Fin de vie : le Sénat rejette un article-clé de la loi sur l’aide à mourir, mais adopte un texte renforçant l’accès aux soins palliatifs
L’examen de la proposition de loi portée par Olivier Falorni doit se poursuivre jusqu’à mercredi, mais la suite des débats s’annonce décousue. Le gouvernement pourrait redonner la main à l’Assemblée nationale, favorable à la réforme..
Le Sénat a rejeté, lundi 11 mai au soir, l’article 2 de la proposition de loi sur la fin de vie, qui définissait les conditions d’une future aide à mourir. Ce texte central, proposé par l’ancien député Olivier Falorni, a été repoussé par 151 voix contre 118. Les opposants, incluant une partie des socialistes et de la droite, ont critiqué un durcissement du texte par rapport à la version initiale des députés. Les communistes ont voté pour, tandis que les écologistes se sont abstenus pour laisser une chance au débat. Ce rejet affaiblit la structure globale de la réforme, car l’article 2 servait de base à l’ensemble du volet sur l’aide à mourir.
En revanche, le Sénat a définitivement adopté, le même jour, le volet de la réforme consacré aux soins palliatifs. Ce texte, porté par la députée Renaissance Annie Vidal, a été approuvé à 325 voix contre 18, permettant une mise en œuvre rapide. Les soins palliatifs visent à améliorer la qualité de vie des patients en phase terminale, en soulageant leurs douleurs et en accompagnant leurs proches. Cette adoption contraste avec l’échec de l’aide à mourir, montrant une plus grande unité des sénateurs sur ce sujet.

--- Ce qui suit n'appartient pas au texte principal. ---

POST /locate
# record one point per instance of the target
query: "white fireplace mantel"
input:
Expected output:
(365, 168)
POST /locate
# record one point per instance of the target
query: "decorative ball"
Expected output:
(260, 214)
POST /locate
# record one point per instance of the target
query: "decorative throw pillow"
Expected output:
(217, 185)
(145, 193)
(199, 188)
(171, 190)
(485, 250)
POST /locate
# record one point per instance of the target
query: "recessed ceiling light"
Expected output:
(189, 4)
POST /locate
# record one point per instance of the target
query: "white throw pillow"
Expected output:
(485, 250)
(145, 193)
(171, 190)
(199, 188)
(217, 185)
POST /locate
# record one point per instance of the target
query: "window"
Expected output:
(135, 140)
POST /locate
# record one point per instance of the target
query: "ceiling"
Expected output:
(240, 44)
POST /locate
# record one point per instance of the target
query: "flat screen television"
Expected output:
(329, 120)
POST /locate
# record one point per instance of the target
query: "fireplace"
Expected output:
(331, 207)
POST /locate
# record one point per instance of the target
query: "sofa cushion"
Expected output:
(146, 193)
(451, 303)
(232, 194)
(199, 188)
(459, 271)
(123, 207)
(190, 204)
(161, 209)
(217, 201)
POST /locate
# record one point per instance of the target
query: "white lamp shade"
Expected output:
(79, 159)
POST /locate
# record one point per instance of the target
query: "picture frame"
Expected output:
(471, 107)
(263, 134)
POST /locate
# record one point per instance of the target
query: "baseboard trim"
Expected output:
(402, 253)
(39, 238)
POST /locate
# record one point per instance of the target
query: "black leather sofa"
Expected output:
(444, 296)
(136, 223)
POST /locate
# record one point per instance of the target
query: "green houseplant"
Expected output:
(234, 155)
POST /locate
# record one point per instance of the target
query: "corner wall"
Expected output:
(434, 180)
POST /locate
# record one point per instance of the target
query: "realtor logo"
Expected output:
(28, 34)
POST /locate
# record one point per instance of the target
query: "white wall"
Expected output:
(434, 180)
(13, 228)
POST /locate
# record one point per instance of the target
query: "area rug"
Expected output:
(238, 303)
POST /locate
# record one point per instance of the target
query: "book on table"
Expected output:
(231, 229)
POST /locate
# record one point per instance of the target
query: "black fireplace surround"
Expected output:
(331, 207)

Les débats sur l’aide à mourir doivent se poursuivre jusqu’à mercredi, avec près de 600 amendements à examiner. Le gouvernement, qui souhaite une adoption définitive avant l’été, pourrait donner le dernier mot à l’Assemblée nationale pour faire avancer cette réforme sociétale majeure, soutenue par Emmanuel Macron. Au Sénat, la ligne dure du président des Républicains, Bruno Retailleau, a dominé. Il a qualifié le texte de « très permissif » et a exprimé sa crainte que les « verrous » ne soient levés à l’avenir, évoquant un risque de pression sociale sur les malades.
La version soumise au vote au Sénat différait fortement de celle des députés. Elle proposait une « assistance médicale à mourir » réservée aux patients dont la mort était imminente, soit « à court terme », potentiellement de quelques jours seulement. Cette rédaction, portée par les rapporteurs LR Alain Milon et Christine Bonfanti-Dossat, visait à établir une « alternative » pour influencer la commission mixte paritaire (CMP), une réunion de conciliation entre députés et sénateurs. Le gouvernement a cependant rejeté cette modification, jugée trop restrictive.
L’option d’un référendum d’initiative partagée (RIP) a été évoquée au Sénat. Le sénateur LR Francis Szpiner a affirmé avoir recueilli plus de 195 signatures de parlementaires, un nombre suffisant pour lancer cette procédure complexe. Créée en 2008, cette voie n’a jamais abouti dans l’histoire du Parlement. Un RIP permettrait aux citoyens de se prononcer directement sur la réforme, mais son déclenchement reste incertain et peu probable à court terme.
Avec le rejet de l’article 2, le texte sur l’aide à mourir semble désormais dépourvu de base solide. Les débats pourraient se prolonger jusqu’à mercredi, mais l’absence de consensus rend son adoption incertaine. Le gouvernement pourrait alors convoquer une CMP pour tenter de concilier les positions. Si aucun accord n’est trouvé, il pourrait choisir de donner le dernier mot à l’Assemblée nationale, où la réforme a déjà été adoptée avec une majorité confortable. La suspension estivale des travaux parlementaires limite cependant le temps disponible pour aboutir.